Hart, R., 1979, Children’s experience of place, Irvington, New York
- Author : Hart, R.
- Year : 1979
- Publisher : Irvington
- Publisher's Location : New York
- ISBN : 0-470-99190-9
- Pages : 518
- Comments : KEYWORDS: children, play, preference, children’s development, planning, landscape design.
- Outline : This book offers an exhaustive insight of how children experience the place where they are living. The summary and reflection (chapter 10; p329-350) offers a very good overview of the book’s content: Spatial activity, place knowledge, Place values and feelings, places use, place fears, Some points are: * Brooks and small “frog ponds” are highly valued places, used for dabbling in as well as for watching and catching wildlife. * The woods are extremely high on most children set of preferred places even though they are often feared by the same children. *In addition to trees, such dangerous and forbidden places as sand piles and quarries are highly valued for their suitability of climbing and jumping. * Hiding places and lookout places are two environmental qualities valued by children, which are not readily revealed by the kinds of observational survey reports which concerned environmental planners use as guides in their attempts to plan with children in mind. * Children spend a large amount of time building place for themselves. * Many of the self-built “houses” of children under eight years of age are simply found places with scarcely and physical modification.
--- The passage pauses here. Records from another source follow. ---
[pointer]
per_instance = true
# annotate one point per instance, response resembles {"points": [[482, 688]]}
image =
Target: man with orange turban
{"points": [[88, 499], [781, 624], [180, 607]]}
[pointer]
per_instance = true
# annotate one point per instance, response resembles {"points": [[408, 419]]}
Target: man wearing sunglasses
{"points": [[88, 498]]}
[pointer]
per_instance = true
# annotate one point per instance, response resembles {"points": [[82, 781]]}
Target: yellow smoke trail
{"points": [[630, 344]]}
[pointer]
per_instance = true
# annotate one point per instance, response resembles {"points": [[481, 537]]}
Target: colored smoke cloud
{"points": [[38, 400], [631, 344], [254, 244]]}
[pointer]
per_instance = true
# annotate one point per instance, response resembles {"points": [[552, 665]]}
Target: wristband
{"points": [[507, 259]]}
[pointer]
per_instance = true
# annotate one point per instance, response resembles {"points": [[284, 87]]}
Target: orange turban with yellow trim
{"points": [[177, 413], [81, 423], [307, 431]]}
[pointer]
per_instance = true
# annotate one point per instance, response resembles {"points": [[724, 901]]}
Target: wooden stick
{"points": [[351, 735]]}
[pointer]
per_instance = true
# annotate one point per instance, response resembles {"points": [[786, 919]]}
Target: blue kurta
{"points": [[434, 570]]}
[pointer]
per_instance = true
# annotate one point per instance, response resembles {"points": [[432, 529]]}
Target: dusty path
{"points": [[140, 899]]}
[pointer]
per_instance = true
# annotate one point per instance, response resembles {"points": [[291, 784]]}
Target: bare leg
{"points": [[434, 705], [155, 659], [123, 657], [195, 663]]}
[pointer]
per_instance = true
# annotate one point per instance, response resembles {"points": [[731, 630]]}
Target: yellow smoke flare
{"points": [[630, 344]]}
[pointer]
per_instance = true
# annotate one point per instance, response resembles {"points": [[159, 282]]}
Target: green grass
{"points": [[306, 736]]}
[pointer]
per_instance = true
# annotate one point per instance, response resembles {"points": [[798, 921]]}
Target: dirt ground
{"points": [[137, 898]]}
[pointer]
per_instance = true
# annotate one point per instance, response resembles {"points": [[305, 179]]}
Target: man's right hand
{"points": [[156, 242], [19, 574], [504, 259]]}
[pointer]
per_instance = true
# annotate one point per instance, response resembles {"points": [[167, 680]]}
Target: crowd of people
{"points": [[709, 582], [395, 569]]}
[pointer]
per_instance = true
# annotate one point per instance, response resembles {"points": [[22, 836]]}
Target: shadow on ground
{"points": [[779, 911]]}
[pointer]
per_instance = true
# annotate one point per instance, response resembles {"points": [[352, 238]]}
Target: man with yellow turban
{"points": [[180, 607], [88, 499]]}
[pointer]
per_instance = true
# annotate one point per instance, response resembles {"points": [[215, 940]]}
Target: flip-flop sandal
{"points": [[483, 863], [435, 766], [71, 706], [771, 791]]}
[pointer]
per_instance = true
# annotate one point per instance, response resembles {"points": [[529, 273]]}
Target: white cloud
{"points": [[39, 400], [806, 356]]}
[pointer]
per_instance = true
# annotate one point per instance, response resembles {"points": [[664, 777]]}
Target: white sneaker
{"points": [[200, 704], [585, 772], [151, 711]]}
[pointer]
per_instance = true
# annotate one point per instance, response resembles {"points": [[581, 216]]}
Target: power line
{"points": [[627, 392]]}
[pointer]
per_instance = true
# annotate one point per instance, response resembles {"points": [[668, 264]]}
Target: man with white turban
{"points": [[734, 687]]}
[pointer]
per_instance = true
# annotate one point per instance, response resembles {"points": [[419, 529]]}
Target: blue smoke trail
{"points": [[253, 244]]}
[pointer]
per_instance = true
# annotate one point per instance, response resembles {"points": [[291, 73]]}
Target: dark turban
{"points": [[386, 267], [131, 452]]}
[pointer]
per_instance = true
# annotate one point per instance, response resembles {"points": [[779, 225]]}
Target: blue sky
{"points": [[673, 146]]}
They nevertheless serve as “houses” and “forts” to the children and the interiors are highly differentiated and modified by the imagination. * One particularly important quality of environments for children is its suitability for modification by them. Adopting a theory of adaptation, it may be argued that on way people can make themselves comfortable in an environment is through the complimentary processes of giving order and meaning to an environment and of physically modifying it. In these complimentary ways it is possible to make oneself at home” in an environment. The children of this research for example demonstrated how much they value paths which they have “found” or made by themselves, compared to the path network given to them by planners and engineers. They also showed how important the freedom to make other environmental modification is, particularly the opportunity to make places for themselves. It is hoped that this information will not only support the arguments of “adventure playground” proponents but will also go a little way toward convincing planners of the need to think more generally of how to create environments in which children may “find: or create their own settings for play.